Dès lors l’intrigue s’articule autour de l’ascension de celle qui est désormais adolescente, et qui va devenir très rapidement une attraction nationale puis mondiale. Un autre jeu d’échecs s’amorce entre son addiction aux drogues dures et son ambition d’obtenir le titre de grand maître international d’échec.

Dès sa sortie, la minisérie s’est transformée en un carton mondial, avec plus de 62 millions de spectateurs et spectatrices. Avec une conséquence pour le moins inattendue : dans de nombreux pays les échecs ont connu un regain d’intérêt, hexagone inclus, avec des chiffres de ventes spectaculaires. Chez JouéClub, les ventes de jeu d’échecs auraient doublé depuis la sortie de la série, et sur le site de revente Ebay, les recherches autour des jeux d’échecs ont observé une hausse de 273%.

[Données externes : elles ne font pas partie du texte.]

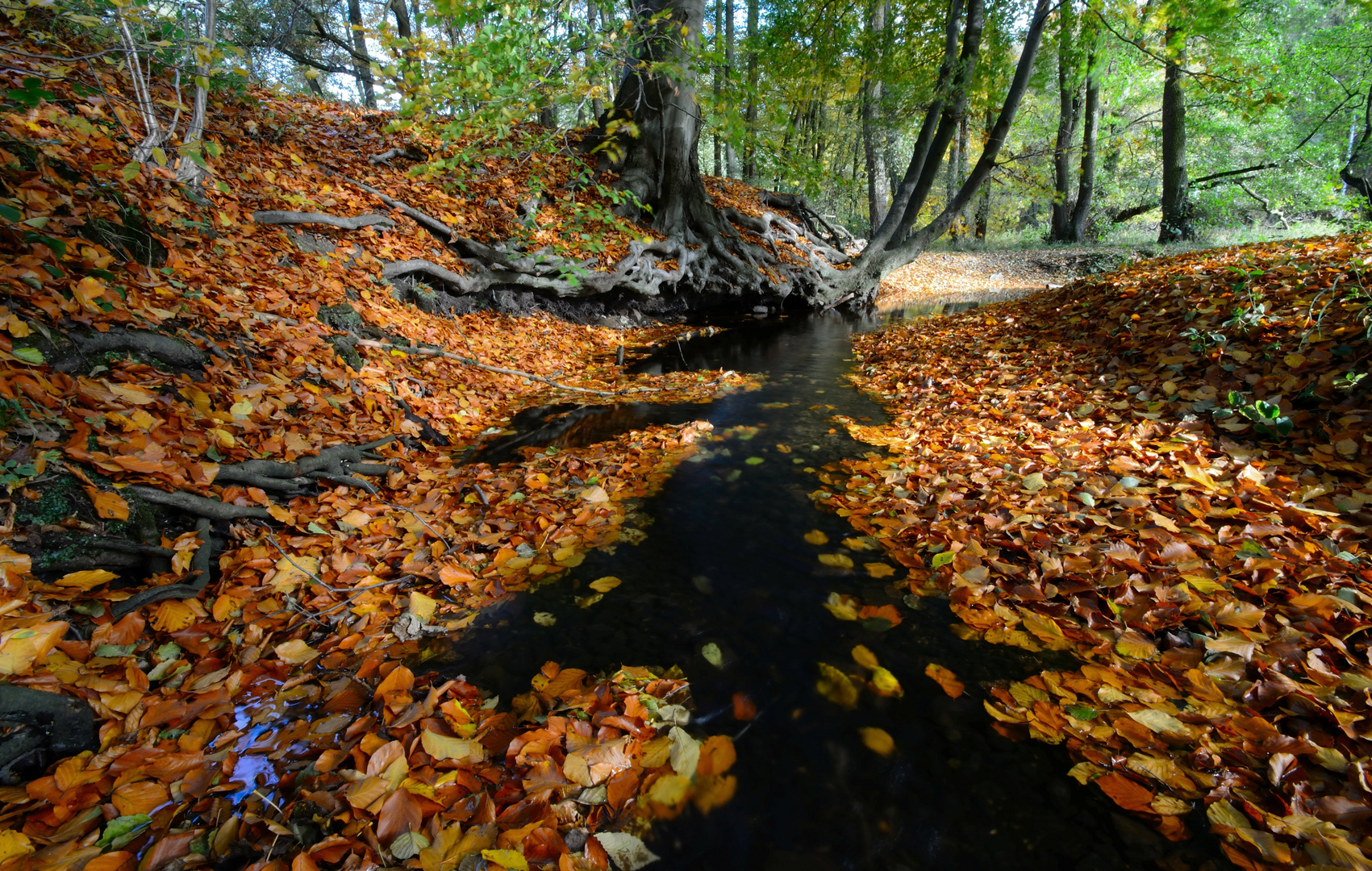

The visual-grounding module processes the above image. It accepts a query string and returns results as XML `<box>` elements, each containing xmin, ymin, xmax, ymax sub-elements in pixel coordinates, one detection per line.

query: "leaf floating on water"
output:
<box><xmin>700</xmin><ymin>642</ymin><xmax>724</xmax><ymax>668</ymax></box>
<box><xmin>824</xmin><ymin>593</ymin><xmax>861</xmax><ymax>620</ymax></box>
<box><xmin>594</xmin><ymin>831</ymin><xmax>658</xmax><ymax>871</ymax></box>
<box><xmin>815</xmin><ymin>662</ymin><xmax>857</xmax><ymax>708</ymax></box>
<box><xmin>1116</xmin><ymin>630</ymin><xmax>1158</xmax><ymax>660</ymax></box>
<box><xmin>857</xmin><ymin>726</ymin><xmax>896</xmax><ymax>756</ymax></box>
<box><xmin>871</xmin><ymin>665</ymin><xmax>906</xmax><ymax>695</ymax></box>
<box><xmin>924</xmin><ymin>662</ymin><xmax>966</xmax><ymax>698</ymax></box>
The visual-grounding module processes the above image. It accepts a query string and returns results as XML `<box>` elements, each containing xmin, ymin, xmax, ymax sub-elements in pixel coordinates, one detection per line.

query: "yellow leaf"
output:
<box><xmin>71</xmin><ymin>278</ymin><xmax>107</xmax><ymax>313</ymax></box>
<box><xmin>152</xmin><ymin>599</ymin><xmax>195</xmax><ymax>632</ymax></box>
<box><xmin>871</xmin><ymin>665</ymin><xmax>906</xmax><ymax>695</ymax></box>
<box><xmin>411</xmin><ymin>593</ymin><xmax>438</xmax><ymax>623</ymax></box>
<box><xmin>272</xmin><ymin>557</ymin><xmax>319</xmax><ymax>593</ymax></box>
<box><xmin>53</xmin><ymin>569</ymin><xmax>117</xmax><ymax>590</ymax></box>
<box><xmin>857</xmin><ymin>726</ymin><xmax>896</xmax><ymax>756</ymax></box>
<box><xmin>1116</xmin><ymin>630</ymin><xmax>1158</xmax><ymax>660</ymax></box>
<box><xmin>85</xmin><ymin>487</ymin><xmax>129</xmax><ymax>520</ymax></box>
<box><xmin>0</xmin><ymin>828</ymin><xmax>35</xmax><ymax>861</ymax></box>
<box><xmin>590</xmin><ymin>575</ymin><xmax>624</xmax><ymax>593</ymax></box>
<box><xmin>273</xmin><ymin>638</ymin><xmax>319</xmax><ymax>665</ymax></box>
<box><xmin>1182</xmin><ymin>460</ymin><xmax>1218</xmax><ymax>490</ymax></box>
<box><xmin>815</xmin><ymin>662</ymin><xmax>857</xmax><ymax>708</ymax></box>
<box><xmin>337</xmin><ymin>509</ymin><xmax>372</xmax><ymax>531</ymax></box>
<box><xmin>420</xmin><ymin>728</ymin><xmax>486</xmax><ymax>763</ymax></box>
<box><xmin>0</xmin><ymin>621</ymin><xmax>67</xmax><ymax>675</ymax></box>
<box><xmin>853</xmin><ymin>644</ymin><xmax>881</xmax><ymax>669</ymax></box>
<box><xmin>648</xmin><ymin>773</ymin><xmax>690</xmax><ymax>806</ymax></box>
<box><xmin>482</xmin><ymin>850</ymin><xmax>528</xmax><ymax>871</ymax></box>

La stratégie reine de Netflix

Comment expliquer cela ? Tout d’abord le Jeu de la Dame s’inscrit dans une volonté affichée de la part de Netflix de mettre en lumière des destins de femmes à travers différents formats : Unorthodox, Self-Made, Becoming, Cap sur le Congrès entre autres. L’intrigue qui se déroule dans les décennies 1950 et 1960 reflète des problématiques toujours présentes dans la vie de nombreuses femmes aujourd’hui : la misogynie, le harcèlement scolaire, la projection dans des secteurs d’activités excluants, et c’est à cela que Beth devra faire face tout au long de la série. Une trajectoire qui n’est pas sans rappeler le parcours de la Hongroise Judith Polgàr, sacrée grand maître à 15 ans, et qui a battu le monstre Gary Kasparov.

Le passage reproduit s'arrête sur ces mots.